As CS Lewis expressed it so well in A Grief Observed:
Part of every misery is, so to speak, the misery's shadow or reflection: the fact that you don't merely suffer but have to keep on thinking about the fact that you suffer. I not only live each endless day in grief, but live each day thinking about living each day in grief.
I felt this enough to know something of what he was talking about, and this prompted me to seek advice from my wife Julie, who is an expert on pain. Since young adulthood, Julie has struggled with the daily physical pain of rheumatoid arthritis. I asked her how one copes with pain that does not go away. She taught me that at some point I needed to accept the pain itself. Mentally fighting or denying pain that will not go away, only makes emotional pain worse and makes it more difficult to function. She explained that an emotional wound is no less real than a physical wound. For wounds that have not healed and may never completely heal (an “amputation” as CS Lewis calls it), it does little good to hate our wounds and want them to go away; this only creates greater pain. By accepting our pain, and acknowledging it for what it is, we can let go of the additional inner turmoil. Or as Julie would say—in contradiction to purist Zen thinking—once we accept our unpleasant pain, we can then better ignore it, and go about living our lives the best we can.
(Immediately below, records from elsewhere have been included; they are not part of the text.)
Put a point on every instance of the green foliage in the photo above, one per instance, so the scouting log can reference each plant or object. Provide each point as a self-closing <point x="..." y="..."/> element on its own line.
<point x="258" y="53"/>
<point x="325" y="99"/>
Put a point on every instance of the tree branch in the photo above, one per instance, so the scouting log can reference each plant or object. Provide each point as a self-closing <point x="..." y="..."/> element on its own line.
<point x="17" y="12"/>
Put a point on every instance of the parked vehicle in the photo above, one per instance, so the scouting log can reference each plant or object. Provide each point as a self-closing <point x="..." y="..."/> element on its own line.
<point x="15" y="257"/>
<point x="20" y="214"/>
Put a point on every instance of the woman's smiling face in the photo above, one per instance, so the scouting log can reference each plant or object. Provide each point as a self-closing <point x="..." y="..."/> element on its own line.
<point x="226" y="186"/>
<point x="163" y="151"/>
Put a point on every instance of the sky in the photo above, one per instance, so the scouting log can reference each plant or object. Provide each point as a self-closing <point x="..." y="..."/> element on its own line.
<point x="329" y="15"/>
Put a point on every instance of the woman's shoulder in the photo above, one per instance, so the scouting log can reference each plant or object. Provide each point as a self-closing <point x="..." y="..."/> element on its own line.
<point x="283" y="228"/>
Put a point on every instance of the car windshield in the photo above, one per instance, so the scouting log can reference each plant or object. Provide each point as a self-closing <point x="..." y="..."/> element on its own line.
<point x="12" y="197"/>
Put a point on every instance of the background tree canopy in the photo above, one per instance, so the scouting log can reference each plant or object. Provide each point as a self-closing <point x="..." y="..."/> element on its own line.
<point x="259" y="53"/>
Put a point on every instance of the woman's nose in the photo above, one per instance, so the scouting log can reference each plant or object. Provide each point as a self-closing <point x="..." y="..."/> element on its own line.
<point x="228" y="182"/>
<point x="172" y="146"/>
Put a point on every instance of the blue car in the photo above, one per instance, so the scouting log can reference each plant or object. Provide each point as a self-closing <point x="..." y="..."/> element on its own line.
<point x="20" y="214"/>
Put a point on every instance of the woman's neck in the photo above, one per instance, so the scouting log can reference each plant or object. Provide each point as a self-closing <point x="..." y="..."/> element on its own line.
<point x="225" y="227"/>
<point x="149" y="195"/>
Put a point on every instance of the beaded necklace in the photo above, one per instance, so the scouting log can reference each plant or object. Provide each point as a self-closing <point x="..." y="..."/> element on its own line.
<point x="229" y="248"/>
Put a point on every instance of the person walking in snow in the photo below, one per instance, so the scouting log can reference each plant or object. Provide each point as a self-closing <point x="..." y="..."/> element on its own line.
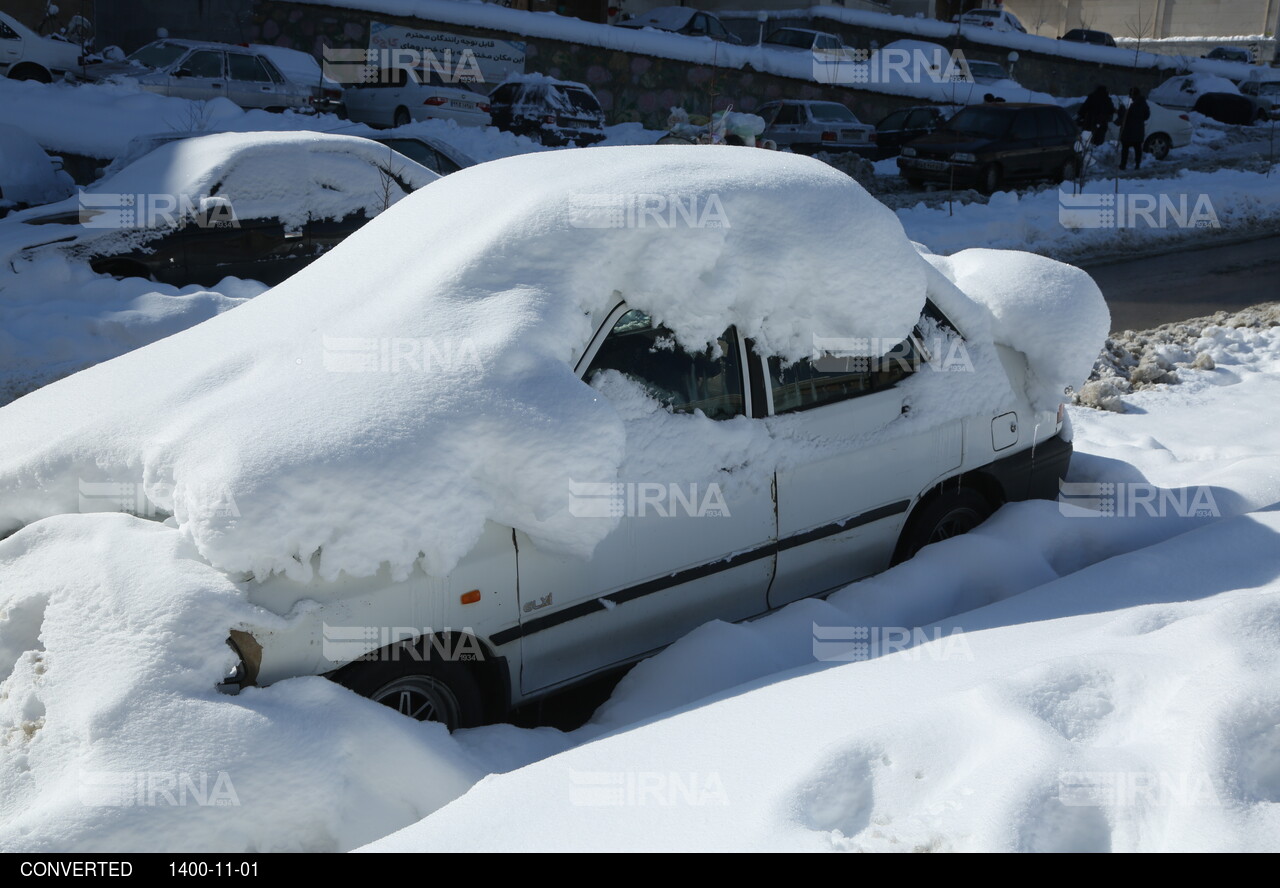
<point x="1096" y="113"/>
<point x="1133" y="127"/>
Julie’s advice on accepting pain was invaluable, and it turns out to be consistent with the thinking and clinical experience of specialists in Acceptance Therapy. Acceptance Therapy, formally called Acceptance and Commitment Therapy (ACT), is based on the principle of noticing and accepting our internal mental events—especially difficult and unwanted ones—rather than hating them or trying to get rid of them. ACT was developed in the 1980s through the work of Steven Hayes of the University of Nevada, Reno and others. It was developed as another tool to help people with emotional difficulty, for whom behavioral-cognitive tools or medicine were not fully sufficient. A few core principles of ACT include:
- Practicing the skill of monitoring our natural feelings from a “third-party” observer point of view.
- Not latching on to thoughts and emotions, or over-identifying with their content, but viewing unhelpful thoughts simply as sensations or mental “objects.”
- Mindfully accepting unpleasant, difficult-to-change thoughts and emotions by observing them, letting them come and go, without worrying about them or struggling to escape from them—and without judging them.
- Keeping a focus on our own values, and living an actively engaged life based on those values, regardless of our unpleasant emotions.